Direct image-to-graph transformation is a challenging task that involves solving object detection and relationship prediction in a single model. Due to this task's complexity, large training datasets are rare in many domains, making the training of deep-learning methods challenging. This data sparsity necessitates transfer learning strategies akin to the state-of-the-art in general computer vision. In this work, we introduce a set of methods enabling cross-domain and cross-dimension learning for image-to-graph transformers. We propose (1) a regularized edge sampling loss to effectively learn object relations in multiple domains with different numbers of edges, (2) a domain adaptation framework for image-to-graph transformers aligning image- and graph-level features from different domains, and (3) a projection function that allows using 2D data for training 3D transformers. We demonstrate our method's utility in cross-domain and cross-dimension experiments, where we utilize labeled data from 2D road networks for simultaneous learning in vastly different target domains. Our method consistently outperforms standard transfer learning and self-supervised pretraining on challenging benchmarks, such as retinal or whole-brain vessel graph extraction.

Figures (11)

• Figure 1: Direct image-to-graph transformation. Whole brain vessel (top) and Agadez road dataset (bottom). The predicted graph is visualized as an overlay on the real image.
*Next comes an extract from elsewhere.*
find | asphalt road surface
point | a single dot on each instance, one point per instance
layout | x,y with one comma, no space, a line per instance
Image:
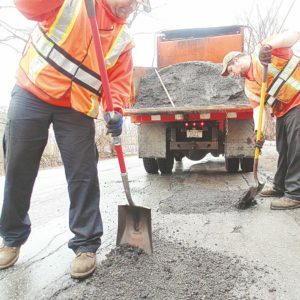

• Figure 2: Conceptual overview of our framework. We use a transformer for single-stage image-to-graph transformation. Our three methodological contributions enable knowledge transfer between vastly different domains in 2D and 3D.
• Figure 3: Qualitative results. From left to right: Image, ground truth graph, no pretraining-baseline, and our method. Datasets in each row are indicated by the letters for the datasets as in \ref{['table:main_results']}. Our method consistently outperforms the no pretraining baseline, which overpredicts the edges and nodes in all datasets but the OCTA-500, where the fine-tuning set is uncharacteristically large.
• Figure 4: Training loss curves. The orange line depicts the training loss without our regularized edge sampling loss $\mathcal{L}_{Resln}$ and the blue line with $\mathcal{L}_{Resln}$, respectively. $\mathcal{L}_{Resln}$ shows faster convergence from the beginning on.
• Figure 5: cka-similarity kornblith2019similarity (y-axis) between the feature representations of source and target domain during pretraining. $alpha$ must be sufficiently large such that the similarity increases during training. From a certain threshold on, the similarity does not increase further. We associate a high similarity between both domains with the model learning domain-invariant features.